Have you heard of Docker but thought that it’s only for system administrators and other Linux geeks? Or have you looked into it and felt a bit intimidated by the jargon? Or are you silently suffering with a messy development environment that seems to break all of the time in various mysterious ways? Then read on. By the end of this article, you should have a basic understanding of Docker and have it working on your computer!
The first part of this article gives a bit of background to help you understand the concepts behind Docker through some metaphors. But if you just want to get started with the tutorial, skip to the “Time to Play!” section.
Further Reading on SmashingMag:
- A Simple Workflow From Development To Deployment
- The Issue With Global Node Packages
- How To Develop An Interactive Command Line Application
A Brief History Of The Shipping Industry
Break-Bulk Shipping
The loading and unloading of individual goods in barrels, sacks and wooden crates from land transporters to ship, and back again on arrival, used to be slow and cumbersome. Nevertheless, this process, referred to as break-bulk shipping, was the only known way to transport goods via ship up until the second half of the 20th century.
Needless to say, this process was very labor-intensive. A ship could easily spend more time at port than at sea, as dockworkers moved cargo into and out of tight spaces below decks. There was also high risk of accident, loss and theft.
The Introduction of Shipping Containers
Fast-forward to 26 April 1956, when Malcolm McLean’s converted World War II tanker, the Ideal X, made its maiden voyage from Port Newark to Houston. She had a reinforced deck carrying 58 metal container boxes, as well as 15,000 tons of bulk petroleum.
By the time the container ship docked at the port of Houston six days later, the company was already taking orders to ship goods back to Port Newark in containers.

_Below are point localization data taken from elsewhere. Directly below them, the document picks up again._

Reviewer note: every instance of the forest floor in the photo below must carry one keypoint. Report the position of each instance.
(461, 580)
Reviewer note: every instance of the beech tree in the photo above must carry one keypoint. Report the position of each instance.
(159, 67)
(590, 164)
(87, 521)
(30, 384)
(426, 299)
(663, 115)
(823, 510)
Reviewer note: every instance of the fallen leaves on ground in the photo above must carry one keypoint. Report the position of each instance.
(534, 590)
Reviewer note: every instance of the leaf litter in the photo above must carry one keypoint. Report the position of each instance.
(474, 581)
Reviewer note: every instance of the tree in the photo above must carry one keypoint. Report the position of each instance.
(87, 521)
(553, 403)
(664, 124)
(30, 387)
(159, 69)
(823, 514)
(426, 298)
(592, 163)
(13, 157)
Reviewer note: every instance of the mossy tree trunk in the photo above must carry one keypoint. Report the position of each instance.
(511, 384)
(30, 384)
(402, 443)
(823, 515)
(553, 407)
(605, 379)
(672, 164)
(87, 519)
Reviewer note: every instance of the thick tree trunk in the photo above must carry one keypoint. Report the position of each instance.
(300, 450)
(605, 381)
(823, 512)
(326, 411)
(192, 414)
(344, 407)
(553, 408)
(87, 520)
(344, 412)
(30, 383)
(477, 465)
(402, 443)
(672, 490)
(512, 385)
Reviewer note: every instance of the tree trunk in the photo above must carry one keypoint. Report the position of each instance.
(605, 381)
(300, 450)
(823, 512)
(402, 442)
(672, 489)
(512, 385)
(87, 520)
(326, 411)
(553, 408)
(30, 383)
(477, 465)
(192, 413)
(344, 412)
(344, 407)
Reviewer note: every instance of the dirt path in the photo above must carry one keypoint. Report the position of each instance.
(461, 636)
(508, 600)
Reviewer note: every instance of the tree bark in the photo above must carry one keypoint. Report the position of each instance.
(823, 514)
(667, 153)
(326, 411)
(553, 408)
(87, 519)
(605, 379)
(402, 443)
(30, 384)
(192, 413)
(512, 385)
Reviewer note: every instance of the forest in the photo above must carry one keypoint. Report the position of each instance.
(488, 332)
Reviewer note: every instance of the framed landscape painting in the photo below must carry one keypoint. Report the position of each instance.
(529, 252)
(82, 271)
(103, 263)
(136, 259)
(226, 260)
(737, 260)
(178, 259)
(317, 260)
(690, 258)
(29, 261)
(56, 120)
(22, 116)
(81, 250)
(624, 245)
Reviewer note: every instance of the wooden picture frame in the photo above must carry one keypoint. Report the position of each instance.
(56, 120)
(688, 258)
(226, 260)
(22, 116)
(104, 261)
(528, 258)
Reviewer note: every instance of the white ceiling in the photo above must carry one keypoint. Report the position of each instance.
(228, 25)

McLean’s enterprise later became known as Sea-Land Services, a company that changed the face of shipping forever.
Many famous inland ports (including London’s Docklands) were completely shut down, as ever-larger container ships had to use open (and usually new) seaside ports.
But Why Would a Developer Care About Shipping Containers?
In the 1950s, Harvard University economist Benjamin Chinitz predicted that containerization would benefit New York by allowing it to ship its industrial goods to the southern United States more cheaply than from other areas, like the midwest. But what actually happened is that importing such goods from abroad became cheaper, wiping out the state’s dominant apparels industry, which was meant to be the beneficiary.
While I obviously can’t foresee the future, it looks like a new wave of containerization is about to transform software, particularly web development, with some potentially major consequences.
But what are the main characteristics of shipping containers?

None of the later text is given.